Currently in his third year of a Marine Biology and Coastal Ecology degree, Dean Griffin is especially interested in the biological adaptations of marine organisms in response to climate change. Today we live in an increasingly changing world; how will this impact the diversity and abundance of species in the future?

Life on the Rocks - Surviving on the Rocky Shore

After travelling in Australia and teaching people to scuba dive in Sydney Harbour, Pete Bray came to study in Plymouth. His personal interest is animal behaviour and its effect on the animal’s surroundings. How do hermit crabs find a home? How do bees know what job to do? And why do newly hatched geese follow old men around?

The Benthos - Living on the Sea Bed

Having developed a passion for nature and the environment throughout his life, Dan Cheesman is now studying for a Marine Biology and Coastal Ecology degree. With an avid interest in all creatures weird and wonderful, he finds the overwhelming diversity of life particularly inspiring. How do living things respond to the pressures of living? How do they cope with other living things, and human impacts like overfishing and pollution?

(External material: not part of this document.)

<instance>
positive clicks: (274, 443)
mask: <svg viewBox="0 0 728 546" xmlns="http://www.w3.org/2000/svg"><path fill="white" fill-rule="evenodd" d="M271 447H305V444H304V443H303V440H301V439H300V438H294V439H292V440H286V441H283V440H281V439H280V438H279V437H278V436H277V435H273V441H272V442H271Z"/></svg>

The Sandy Shore - Creatures of the Beach

Emily Price has recently started her second year studying Marine Biology and Coastal Ecology, which began with a field trip to the Western Cape of South Africa. Her interests are in animal behaviour, particularly on the rocky shore. How do species interact with each other in challenging environments? How do they compete for food and other resources? How do they communicate with each other?

The Pelagic Zone - from Microbes to Monsters

Amy Cartwright's fascination with the marine environment, which really began ten years ago when she started scuba diving, led her to Plymouth to study the processes and intricate workings of the marine environment. Her interests are in conservation, and how we can help lessen our effect on the environment. In particular, how are coastal ecosystems affected by large scale human impacts, like climate change?